Instance switch. Terminates one session. Useful for runaway loops or stuck sessions. Authorized users: on-call engineers. Effect is immediate; in-flight work is checkpointed to the last completed turn boundary, not lost entirely.

For each tier: document the authorized user list, write the effect statement ("when triggered: agent X stops, B continues, in-flight work is checkpointed"), build the non-engineer interface, and test it before launch. An untested kill switch is a kill switch you will not trust during an incident.

Add automated circuit breakers on top: per-run cost cap (automatically pauses the session when cost exceeds the threshold), tool-call failure rate (automatically pauses when a tool fails more than N consecutive times), and turn-count limit (automatically pauses when a session exceeds M turns without completion).

The smell of it going wrong

The only off-button is "deploy a code change." This means every incident that requires stopping an agent requires a deployment. Deployments under incident pressure are where bugs get introduced. If your kill switch requires a deployment, your kill switch is not a kill switch.

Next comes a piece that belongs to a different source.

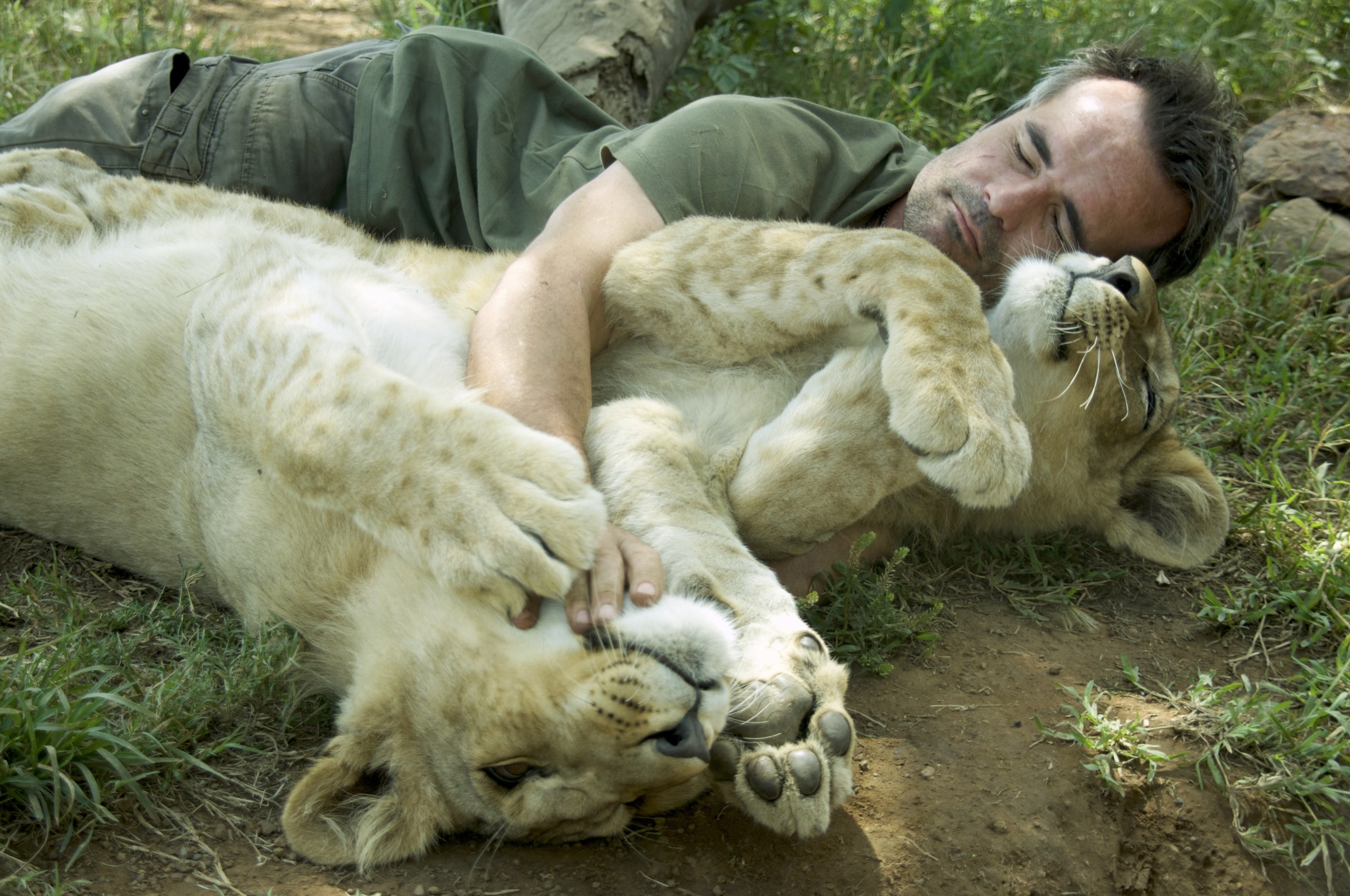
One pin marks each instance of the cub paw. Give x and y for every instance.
(502, 509)
(958, 416)
(786, 755)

Kill switches exist but are not accessible to support staff during an incident. The switch lives in a Kubernetes dashboard that only engineers can access. An incident at 3am involves a support person who cannot trigger the switch and an engineer who is being woken up for a task that should not require engineering access.

Triggering a kill switch loses in-flight work because there is no checkpoint integration. The switch kills the process; the agent was in the middle of turn 7 of a 10-turn task; the user lost all progress. They experience this as the product deleting their work.

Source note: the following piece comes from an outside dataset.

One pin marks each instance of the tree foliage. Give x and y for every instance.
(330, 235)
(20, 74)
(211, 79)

The kill switch's effect is not written down. The on-call engineer triggers the global switch and is not sure whether it affects background batch jobs or only interactive sessions. They guess wrong and take down a batch job that was not related to the incident.

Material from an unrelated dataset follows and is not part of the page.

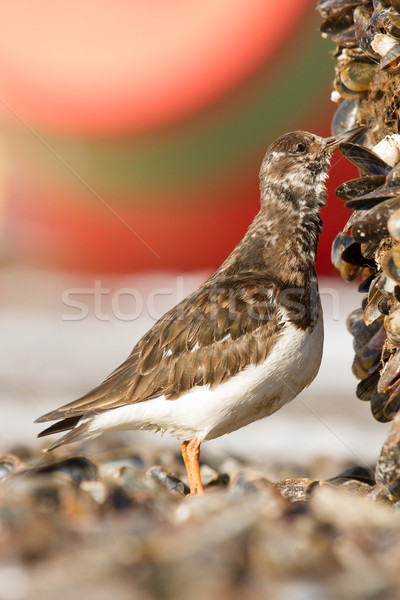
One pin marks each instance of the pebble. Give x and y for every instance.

A judgment call from real work

PL runs feature-flag-style controls for some content-pipeline workflows. The course-scoring pipeline has a per-run kill switch — a flag that stops new scoring runs from starting — which was added after an incident where a misconfigured scoring run kept reprocessing the same lessons in a loop for forty minutes before someone noticed the cost meter moving.

But not all workflows are covered. The lesson-enrichment workflow, which uses a more complex multi-step agent, does not yet have a tiered kill switch. Stopping it requires a deploy or direct database intervention to clear the queue. That gap has been documented as a launch-blocker for the next feature that depends on that workflow.

The prioritization rule that emerged from this situation: any workflow that can run without direct user interaction — batch jobs, background enrichment, scheduled scoring — gets a kill switch before launch. Interactive user-facing workflows get a kill switch before launch as well, but the urgency is slightly lower because user complaints are the natural circuit breaker. A batch job can run overnight unnoticed; an interactive workflow tends to surface problems faster.

Kill switches stop damage in progress. The next lesson — recovery and checkpoints — covers what happens after the switch is thrown: how to resume the work that was paused without losing the progress made before the incident. The two disciplines are designed together; a kill switch without checkpoint integration is a switch that loses user work.

Rules from this lesson

Kill switches are designed before the first incident; a kill switch designed during an incident is a deployment, not a switch.
Tiered scope — global, feature, user, instance — covers the common cases without requiring overly blunt interventions.
Non-engineers must be able to trigger the switches they are authorized for; terminal access is not a support tool.
Test every kill switch before launch; an untested switch is one you will not trust when you need it.
Automated circuit breakers complement manual kill switches; design both — circuit breakers for cost cap and tool-failure rate, manual switches for the cases the circuit breaker does not anticipate.